Here are the reasons. First, we don’t ask a lot of our users to watch all of the content on our site, but we do ask that people be civil in our community areas, like reviews and discussion forums. While anonymity has many benefits to society, helping to maintain a civil community online is not one of them. One way of reducing the random offensive comments and troll activity is to ask people to stand behind their words with their real names. We’re under no illusions that this is a silver bullet (a thought that occurred to me recently as I responded to a user named Fred Flintstone, though perhaps his parents really did have an interesting sense of humor), but it’s something we require moving forward.
As with many online communities, most of our users are friendly and reasonable, but the rants of a minority of loud and belligerent few can overwhelm the voices of the well-meaning majority.
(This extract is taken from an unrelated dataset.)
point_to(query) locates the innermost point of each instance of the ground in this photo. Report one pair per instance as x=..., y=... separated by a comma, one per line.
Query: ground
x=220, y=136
We’ll continue to prune the reviews and discussion forums by hand, but we can no longer scale to handle the volume of user-submitted content coming in our doors each day now.
The other reason for this change is that we envision a future where online video viewing is more social than the solitary act it tends to be today, and without gathering real names from our users it’s hard to lay the foundation for that. Even with a user’s real name and location, it’s still often hard to tell who someone that wants to be your friend actually is, as I’ve learned with some of the outstanding friend requests I’ve left untouched on Facebook for several months now. Of course, participation in all of these community offerings on Hulu, from reviews and forums to future social features, will continue to be voluntary, but we think there’s room for some groundbreaking advances in online viewing in the future and we’re laying the groundwork for that.
As part of this change, all of us at Hulu will be using our full names in all our communications with you, too. We won’t ask anything of you that we wouldn’t hold ourselves to.